Opinião

Vivemos no tempo de Trump. Adore-se ou deteste-se (e quase todos estão numa destas duas posições), a nossa época é definida pelo magnata americano.
A sua vitória tem gerado muitas análises, discussões e confusões; mas, com um narcisista irresponsável e caprichoso no poder, ninguém sabe realmente o que vai acontecer. Nem ele. Por isso todas as previsões são possíveis e todas estão erradas.
No meio desta celeuma existem poucas certezas e ainda menos consensos. Um dos raros acordos atribui a retumbante vitória republicana aos exageros da esquerda norte-americana, a chamada cultura “woke”. Esta, na luta obsessiva contra o racismo, sexismo e outras discriminações, criou um ambiente de censura e perseguição que invadiu toda a sociedade de informação. Terá sido o repúdio desses exageros dogmáticos que gerou o apoio à direita política, a qual se exibiu como representante do americano médio. Deste modo, o triunfo de Trump significa, mais que tudo, a derrota woke.
Esta convicção é propriamente o inverso da verdade. Nada ajuda mais a extrema-esquerda norte-americana e mundial que uma administração do bilionário de Nova Iorque. A cultura woke viverá nos próximos tempos um dos seus períodos mais altos, e daqui a quatro anos estará mais forte que nunca. O que quer que Trump faça, os seus opositores extremistas capitalizarão.
É fundamental ter presente que a mentalidade esquerdista se baseia na hipótese que todas as pessoas são chauvinistas, intolerantes, opressivas. Só assim se justificam os métodos drásticos que os radicais propõem para romper esse tecido de fascismo. Ora Trump e os seus sequazes representam o exemplo mais perfeito de tais convicções. Assim, os esquerdistas prosperarão nesta nova situação, ainda mais do que nos tempos de Nixon e Reagan que, apesar de tudo, eram meninos de coro comparados com o agora presidente-reeleito.
O fenómeno é ainda mais profundo. Em todo o mundo e desde sempre, a direita tem mentalidade de polícia, enquanto a esquerda é congenitamente rebelde. Por isso a primeira só se sente realmente confortável no poder e a segunda na oposição. Os coletivistas existem para conceber “formas de luta”, contestações, denúncias, repúdios e indignações. Pelo contrário, as exigências da governação são-lhes estranhas, quase dolorosas, por imporem compromissos, cedências, contemporizações. Se Harris tivesse ganho, as forças que a apoiam beneficiariam de todas as benesses do poder, mas também sofreriam a morna decadência do sucesso. A esquerda só é realmente esquerda quando oprimida.

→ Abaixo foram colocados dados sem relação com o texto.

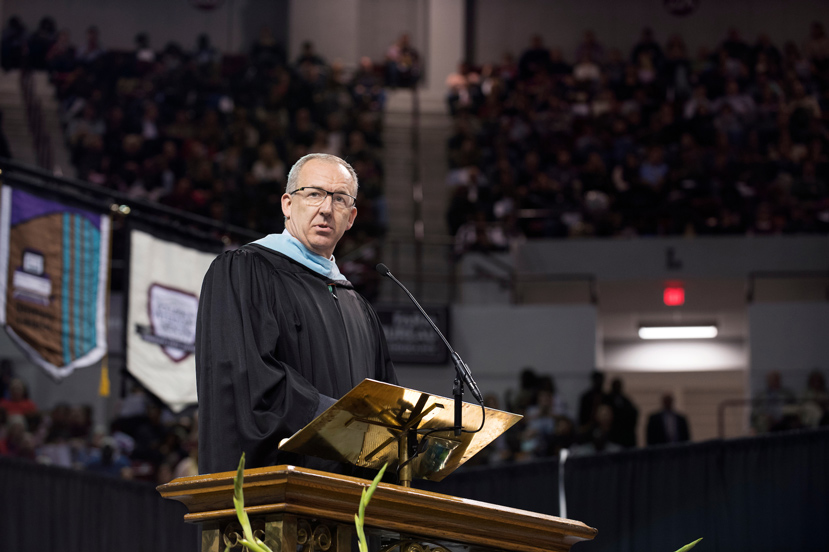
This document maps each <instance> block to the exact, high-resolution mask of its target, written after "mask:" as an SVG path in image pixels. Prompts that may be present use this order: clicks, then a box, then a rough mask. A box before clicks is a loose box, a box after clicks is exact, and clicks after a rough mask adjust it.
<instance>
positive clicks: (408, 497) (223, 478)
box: [158, 466, 596, 552]
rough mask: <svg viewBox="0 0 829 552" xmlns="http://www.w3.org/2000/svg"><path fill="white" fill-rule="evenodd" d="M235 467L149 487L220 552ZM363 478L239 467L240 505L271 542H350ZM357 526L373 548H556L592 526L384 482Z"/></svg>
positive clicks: (459, 548) (543, 515)
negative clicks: (365, 522)
mask: <svg viewBox="0 0 829 552" xmlns="http://www.w3.org/2000/svg"><path fill="white" fill-rule="evenodd" d="M235 475H236V472H223V473H216V474H208V475H200V476H195V477H184V478H179V479H176V480H174V481H172V482H170V483H168V484H166V485H161V486H160V487H158V490H159V492H160V493H161V495H162V496H163V497H164V498H169V499H173V500H178V501H179V502H182V503H183V504H184V505H185V506H187V509H188V513H187V514H186V515H185V517H184V519H185V521H188V522H191V523H198V524H200V525H201V526H202V552H222V551H223V550H224V549H225V546H227V545H232V544H234V543H235V542H237V540H238V538H239V536H240V534H241V528H240V526H239V524H238V521H237V520H236V513H235V510H234V507H233V477H234V476H235ZM370 483H371V482H370V481H367V480H364V479H358V478H354V477H346V476H340V475H334V474H330V473H326V472H321V471H316V470H310V469H303V468H296V467H293V466H273V467H268V468H253V469H249V470H246V471H245V479H244V494H245V510H246V511H247V513H248V515H249V517H250V519H251V523H252V526H253V529H254V532H256V533H257V536H258V537H259V538H260V539H262V540H263V541H264V542H265V543H266V544H267V545H268V546H270V547H271V549H272V550H274V552H294V551H301V552H351V547H352V541H353V537H354V534H355V529H354V514H355V513H356V512H357V508H358V505H359V502H360V493H361V490H362V489H363V488H365V487H368V486H369V485H370ZM365 527H366V532H367V534H368V535H371V536H372V537H371V539H372V540H370V542H371V543H373V544H374V548H377V545H379V550H381V551H383V552H386V551H389V552H393V551H394V550H395V549H399V552H448V551H450V550H458V549H466V550H470V551H482V552H485V551H516V552H519V551H520V552H549V551H566V550H569V549H570V547H571V546H572V545H573V544H574V543H576V542H579V541H583V540H589V539H592V538H593V537H594V536H595V535H596V529H593V528H591V527H588V526H587V525H585V524H583V523H581V522H578V521H572V520H567V519H561V518H557V517H553V516H547V515H542V514H537V513H533V512H527V511H523V510H517V509H515V508H507V507H504V506H497V505H494V504H487V503H484V502H477V501H473V500H466V499H462V498H457V497H452V496H447V495H442V494H438V493H433V492H428V491H422V490H418V489H414V488H411V487H402V486H398V485H392V484H386V483H380V485H379V486H378V487H377V490H376V491H375V493H374V496H373V497H372V499H371V502H370V503H369V505H368V508H367V509H366V523H365ZM236 550H241V547H240V548H237V549H236Z"/></svg>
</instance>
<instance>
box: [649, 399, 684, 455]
mask: <svg viewBox="0 0 829 552" xmlns="http://www.w3.org/2000/svg"><path fill="white" fill-rule="evenodd" d="M690 440H691V430H690V428H689V427H688V418H686V417H685V416H684V415H683V414H680V413H679V412H677V411H676V410H674V396H673V395H672V394H671V393H665V394H664V395H662V409H661V410H659V411H657V412H654V413H653V414H651V415H650V416H649V417H648V429H647V443H648V445H664V444H669V443H685V442H687V441H690Z"/></svg>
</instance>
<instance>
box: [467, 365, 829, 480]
mask: <svg viewBox="0 0 829 552" xmlns="http://www.w3.org/2000/svg"><path fill="white" fill-rule="evenodd" d="M767 379H768V386H767V389H766V390H764V391H763V392H761V393H759V394H758V395H757V396H756V397H755V400H754V402H753V406H752V408H751V410H750V417H751V428H752V429H751V431H752V434H755V435H760V434H766V433H770V432H777V431H790V430H798V429H809V428H816V427H827V426H829V391H828V390H827V387H826V379H825V377H824V375H823V373H822V372H821V371H820V370H817V369H815V370H813V371H812V372H810V373H809V376H808V379H807V382H806V387H805V390H804V392H803V393H794V392H793V391H791V390H790V389H788V388H787V387H785V386H783V385H782V383H781V382H782V376H781V374H780V373H779V372H777V371H771V372H769V373H768V374H767ZM485 401H486V403H487V406H489V407H491V408H497V409H505V410H507V411H508V412H514V413H518V414H522V415H523V416H524V417H523V418H522V419H521V420H520V421H519V422H518V423H517V424H516V425H514V426H513V427H512V428H510V429H509V430H508V431H507V432H506V433H504V434H503V435H502V436H501V437H499V438H498V439H496V441H494V442H493V443H492V444H491V445H490V446H488V447H487V448H486V449H484V450H483V451H481V452H480V453H479V454H478V455H477V456H476V457H474V458H472V459H471V460H470V464H471V465H474V464H500V463H505V462H526V461H530V460H533V459H538V458H546V457H558V455H559V453H560V452H561V451H562V450H563V449H567V450H568V451H569V454H571V455H591V454H598V453H606V452H619V451H622V450H625V449H631V448H635V447H637V446H638V445H639V444H644V445H646V446H653V445H663V444H672V443H683V442H688V441H690V440H692V438H693V434H692V428H691V427H690V425H689V422H688V419H687V418H686V417H685V415H683V414H682V413H680V412H677V411H676V410H675V409H674V405H673V396H672V394H671V393H665V394H664V395H663V396H662V406H661V408H660V409H658V410H656V411H654V412H650V413H648V414H647V418H645V424H643V429H644V431H643V434H642V438H641V441H640V440H638V439H637V426H638V423H639V419H640V414H642V413H640V409H639V407H638V406H637V405H636V404H635V403H634V402H633V401H632V400H631V398H630V397H629V396H627V395H626V394H625V392H624V389H623V383H622V380H621V379H619V378H614V379H613V380H612V381H611V382H610V385H609V386H607V385H606V383H605V376H604V374H602V373H601V372H593V374H592V375H591V385H590V387H589V388H588V389H586V390H585V391H584V393H582V394H581V396H580V397H579V401H578V404H575V405H570V404H568V400H567V398H565V397H562V396H561V395H560V394H559V393H558V392H557V391H556V385H555V380H554V379H553V377H552V376H549V375H547V376H544V375H539V374H537V373H536V372H535V370H534V369H532V368H530V367H528V368H525V369H524V370H523V371H522V372H521V377H520V383H519V386H518V388H517V389H516V390H512V389H511V390H509V391H508V392H507V393H506V394H505V396H504V402H501V400H500V398H499V397H498V396H497V395H494V394H490V395H487V396H486V397H485Z"/></svg>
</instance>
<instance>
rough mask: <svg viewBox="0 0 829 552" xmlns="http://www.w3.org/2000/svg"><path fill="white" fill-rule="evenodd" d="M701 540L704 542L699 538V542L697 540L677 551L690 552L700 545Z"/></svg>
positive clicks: (698, 541)
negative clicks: (697, 544)
mask: <svg viewBox="0 0 829 552" xmlns="http://www.w3.org/2000/svg"><path fill="white" fill-rule="evenodd" d="M701 540H702V538H698V539H697V540H695V541H694V542H691V543H688V544H686V545H685V546H683V547H682V548H680V549H679V550H677V551H676V552H688V551H689V550H690V549H692V548H693V547H695V546H696V545H697V543H698V542H699V541H701Z"/></svg>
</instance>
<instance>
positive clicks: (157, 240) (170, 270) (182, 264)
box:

Deste modo, o que teremos nos próximos anos é o triunfo simultâneo das duas visões extremas, a chauvinista nas instituições e a woke nas ruas, nos media e nas redes sociais. Com a agravante de que tudo o que correr mal será culpa da primeira e confirmação da segunda. O mundo, que já estava assustador, ficou bastante pior com as loucuras anunciadas e já preparadas pela nova administração americana. Tudo isso só confirmará as opiniões dos radicais de esquerda, os quais florescem no “quanto pior, melhor”.
Se isto é assim, quem foram afinal os verdadeiros derrotados no passado dia 5 de novembro? Evidentemente que quem perdeu foi o bom-senso, a moderação, a serenidade. Como há cem anos, a incerteza e a turbulência do progresso social empurraram as democracias para os braços dos seus piores inimigos, os exaltados de direita e de esquerda, que se alimentam da denúncia mútua.

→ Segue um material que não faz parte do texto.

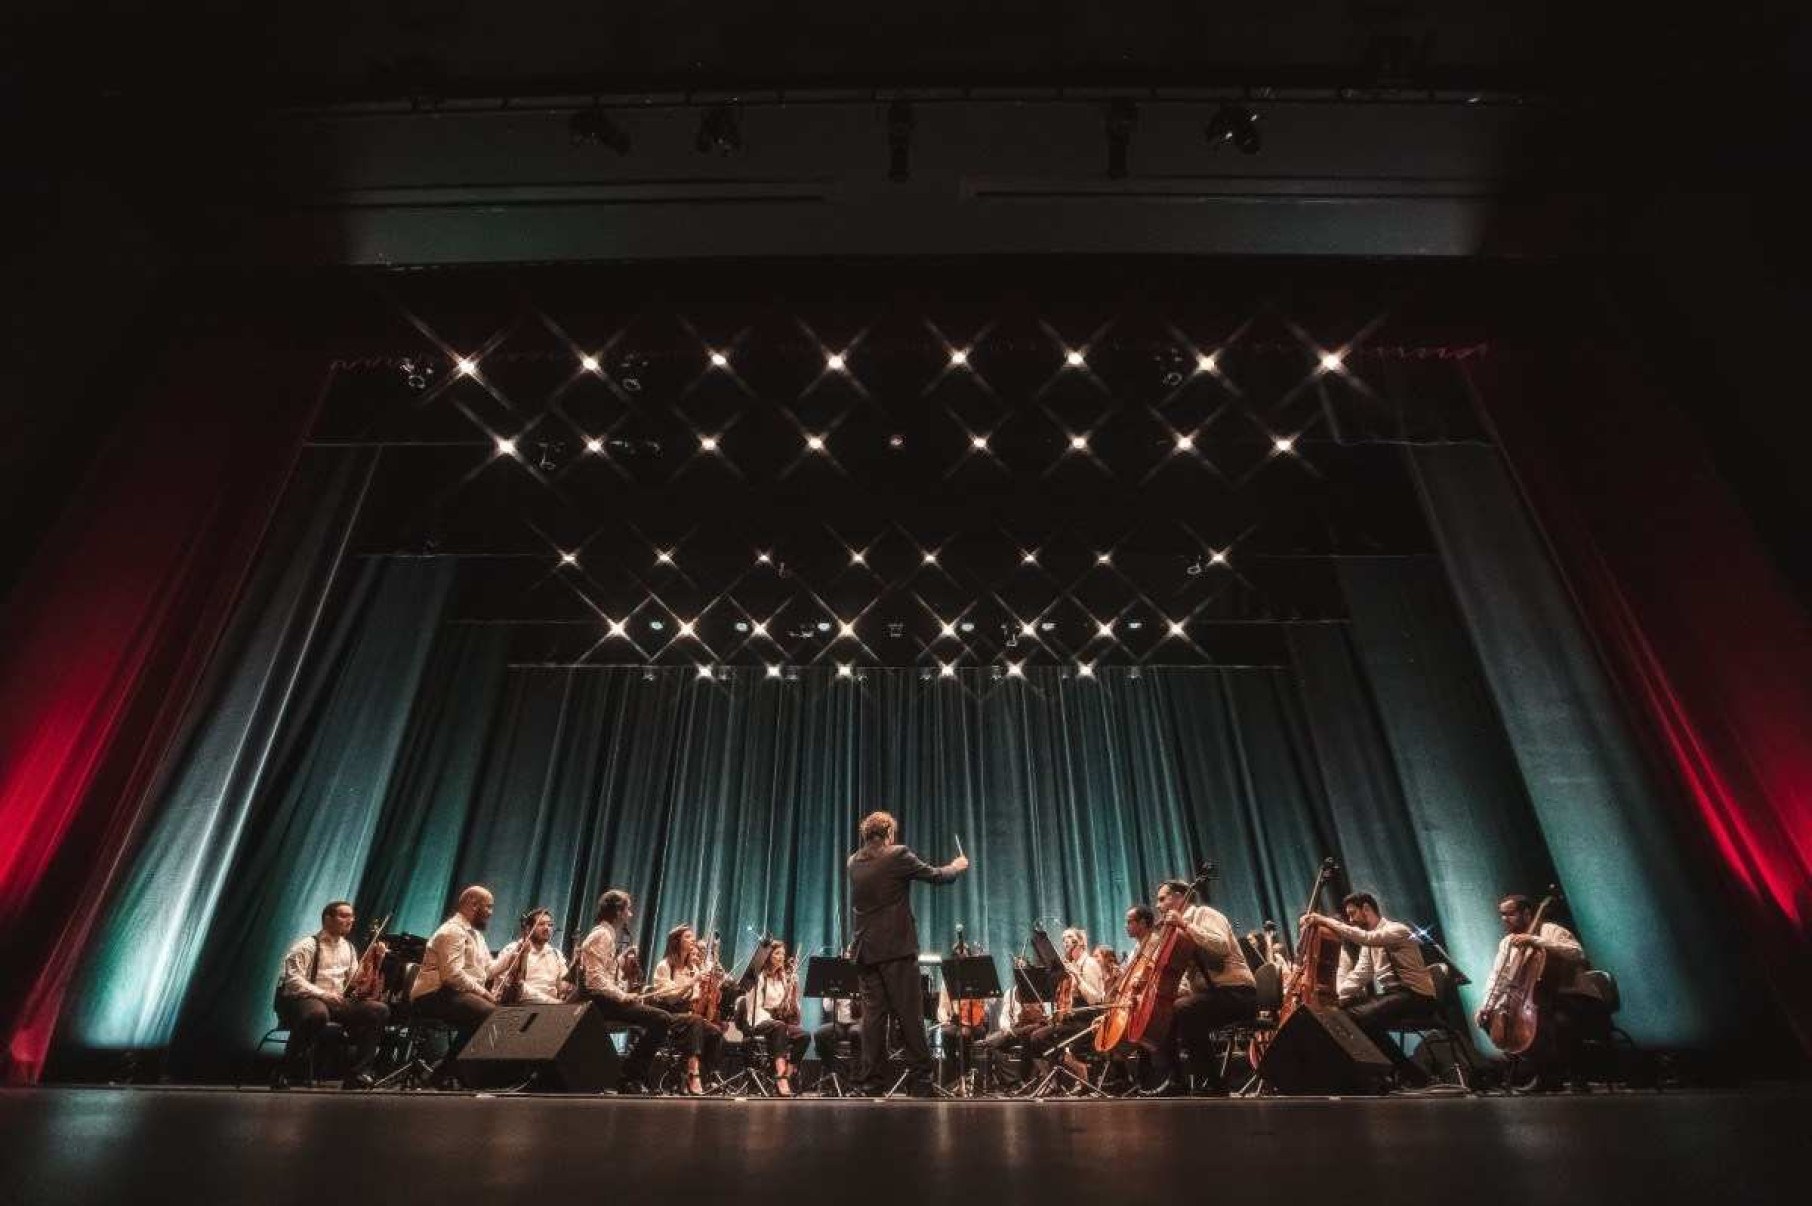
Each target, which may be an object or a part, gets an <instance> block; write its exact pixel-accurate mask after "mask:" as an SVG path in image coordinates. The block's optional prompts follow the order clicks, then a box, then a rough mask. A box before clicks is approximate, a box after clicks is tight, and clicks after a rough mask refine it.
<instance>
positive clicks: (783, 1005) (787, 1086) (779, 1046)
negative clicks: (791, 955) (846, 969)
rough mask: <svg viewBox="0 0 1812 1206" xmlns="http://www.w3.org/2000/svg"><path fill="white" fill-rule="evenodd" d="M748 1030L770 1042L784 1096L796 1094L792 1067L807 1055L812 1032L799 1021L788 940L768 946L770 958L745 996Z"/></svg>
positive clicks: (762, 968) (763, 966)
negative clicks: (809, 1034) (807, 1048)
mask: <svg viewBox="0 0 1812 1206" xmlns="http://www.w3.org/2000/svg"><path fill="white" fill-rule="evenodd" d="M745 1010H747V1018H748V1032H750V1034H759V1036H761V1038H763V1039H766V1043H768V1054H770V1056H772V1058H774V1083H776V1085H777V1086H779V1094H781V1097H792V1096H794V1088H792V1070H794V1065H797V1063H799V1061H801V1059H805V1045H806V1043H808V1041H812V1039H810V1036H808V1034H806V1032H805V1027H801V1025H799V980H797V976H795V974H794V969H792V967H788V965H786V943H781V942H776V943H772V945H770V947H768V962H766V963H763V967H761V971H759V972H757V974H756V985H754V987H752V989H750V991H748V994H747V996H745Z"/></svg>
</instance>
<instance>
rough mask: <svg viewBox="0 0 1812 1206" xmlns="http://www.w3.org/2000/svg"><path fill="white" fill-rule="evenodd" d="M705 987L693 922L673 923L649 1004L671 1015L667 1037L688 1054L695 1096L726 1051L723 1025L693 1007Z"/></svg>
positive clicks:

A última vez que esta contraposição se verificou no mundo, no segundo quartel do século XX, tudo terminou nas piores catástrofes de sempre: a guerra mundial, o holocausto, o gulag e a maior miséria que mundo já viu.
A História não tem de se repetir. As lições que os líderes devem tirar desta situação não é a antevisão da loucura. É antes a urgência de, no meio das ameaças e embates dos furiosos de ambos os lados, manter o realismo, a lucidez, a coragem, a tranquilidade e a solidariedade.